For mental health, current evidence is also mixed. Meta-analyses and large cohort studies show significant reductions in depression and anxiety scores among GLP-1 users.
But a separate observational study found people on these drugs had almost double the risk of major depression.
Another paper found that people with a genetic tendency toward low dopamine levels may face higher risk of depression and suicidal thoughts on these medications.
There are also case reports of serious psychiatric episodes appearing within weeks of starting treatment.
We don’t yet know who these drugs will help, and who they could seriously harm.
What we need to be cautious about
Crucially, most of the new uses for these medications haven’t yet been tested in proper clinical trials. Large real-world studies are useful, but they can’t rule out crucial confounding factors. This means the effects may be due to external influences.
For example, most major GLP-1 trials have enrolled people with obesity or diabetes. People with mental health conditions, neurodegenerative diseases, or addiction were largely excluded. Yet, these are the very populations now being considered for treatment.

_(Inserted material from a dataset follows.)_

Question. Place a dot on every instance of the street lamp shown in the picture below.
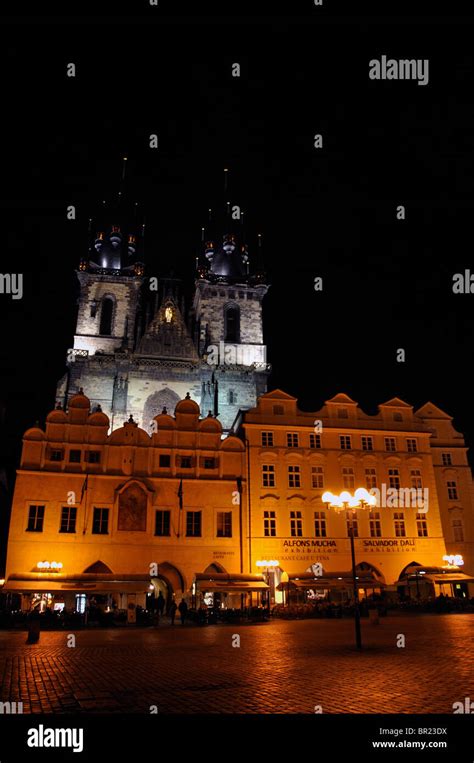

Long-term effects are also unknown. A study of more than 200,000 patients found a 2–2.5 times higher risk of drug-induced pancreatitis (dangerous inflammation of the pancreas).
Rapid weight loss also strips lean muscle, not just fat, affecting strength and metabolism, especially in older adults.
Studies have also indicated these medications carry a risk for thyroid cancer, prompting a warning on drug labels, but evidence is highly conflicting.
Time and further research will tell, but there are genuine safety concerns associated with the widespread use of these medications.